Problem Set 7#
import matplotlib.colors as mplc
import matplotlib.patches as patches
import matplotlib.pyplot as plt
import pandas as pd
Question 1#
From Data Visualization: Rules and Guidelines
Create a bar chart of the below data on Canadian GDP growth. Use a non-red color for the years 2000 to 2008, red for 2009, and the first color again for 2010 to 2018.
ca_gdp = pd.Series(
[5.2, 1.8, 3.0, 1.9, 3.1, 3.2, 2.8, 2.2, 1.0, -2.8, 3.2, 3.1, 1.7, 2.5, 2.9, 1.0, 1.4, 3.0],
index=list(range(2000, 2018))
)
fig, ax = plt.subplots()
for side in ["right", "top", "left", "bottom"]:
ax.spines[side].set_visible(False)
Question 2#
From Data Visualization: Rules and Guidelines
Draft another way to organize time and education by modifying the code below. That is, have two subplots (one for each education level) and four groups of points (one for each year).
Why do you think they chose to organize the information the way they did rather than this way?
# Read in data
df = pd.read_csv("https://datascience.quantecon.org/assets/data/density_wage_data.csv")
df["year"] = df.year.astype(int) # Convert year to int
def single_scatter_plot(df, year, educ, ax, color):
"""
This function creates a single year's and education level's
log density to log wage plot
"""
# Filter data to keep only the data of interest
_df = df.query("(year == @year) & (group == @educ)")
_df.plot(
kind="scatter", x="density_log", y="wages_logs", ax=ax, color=color
)
return ax
# Create initial plot
fig, ax = plt.subplots(1, 4, figsize=(16, 6), sharey=True)
for (i, year) in enumerate(df.year.unique()):
single_scatter_plot(df, year, "college", ax[i], "b")
single_scatter_plot(df, year, "noncollege", ax[i], "r")
ax[i].set_title(str(year))
Questions 3-5#
These question uses a dataset from the Bureau of Transportation Statistics that describes the cause for all US domestic flight delays in November 2016. We used the same data in the previous problem set.
url = "https://datascience.quantecon.org/assets/data/airline_performance_dec16.csv.zip"

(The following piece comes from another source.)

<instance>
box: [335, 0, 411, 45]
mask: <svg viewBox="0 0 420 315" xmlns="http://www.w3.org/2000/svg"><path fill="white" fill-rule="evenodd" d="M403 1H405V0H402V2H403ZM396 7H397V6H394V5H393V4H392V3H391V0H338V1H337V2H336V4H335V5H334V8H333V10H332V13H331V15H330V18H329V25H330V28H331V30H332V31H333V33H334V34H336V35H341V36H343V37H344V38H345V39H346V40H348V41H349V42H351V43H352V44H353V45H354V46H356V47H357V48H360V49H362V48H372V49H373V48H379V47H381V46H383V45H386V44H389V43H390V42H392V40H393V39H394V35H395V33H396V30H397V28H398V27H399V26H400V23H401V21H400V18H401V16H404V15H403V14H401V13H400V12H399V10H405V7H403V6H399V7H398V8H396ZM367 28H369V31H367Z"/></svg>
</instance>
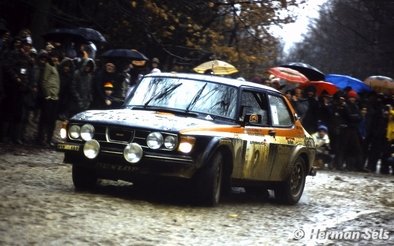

air_perf = pd.read_csv(url)[["CRSDepTime", "Carrier", "CarrierDelay", "ArrDelay"]]
air_perf.info()
air_perf.head
<class 'pandas.core.frame.DataFrame'>
RangeIndex: 460949 entries, 0 to 460948
Data columns (total 4 columns):
# Column Non-Null Count Dtype
--- ------ -------------- -----
0 CRSDepTime 460949 non-null object
1 Carrier 460949 non-null object
2 CarrierDelay 460949 non-null float64
3 ArrDelay 452229 non-null float64
dtypes: float64(2), object(2)
memory usage: 14.1+ MB
<bound method NDFrame.head of CRSDepTime Carrier CarrierDelay ArrDelay
0 2016-12-18 15:58:00 AA 0.0 20.0
1 2016-12-19 15:58:00 AA 0.0 20.0
2 2016-12-20 15:58:00 AA 0.0 -3.0
3 2016-12-21 15:58:00 AA 0.0 -10.0
4 2016-12-22 15:58:00 AA 0.0 -8.0
... ... ... ... ...
460944 2016-12-30 05:25:00 DL 0.0 -5.0
460945 2016-12-30 13:42:00 DL 0.0 3.0
460946 2016-12-30 15:28:00 DL 0.0 -29.0
460947 2016-12-30 11:15:00 DL 0.0 -3.0
460948 2016-12-30 13:45:00 DL 0.0 -10.0
[460949 rows x 4 columns]>
The following questions are intentionally somewhat open-ended. For each one, carefully choose the type of visualization you’ll create. Put some effort into choosing colors, labels, and other formatting.
Question 3#
Create a visualization of the relationship between airline (carrier) and delays.
Question 4#
Create a visualization of the relationship between date and delays.
Question 5#
Create a visualization of the relationship between location (origin and/or destination) and delays.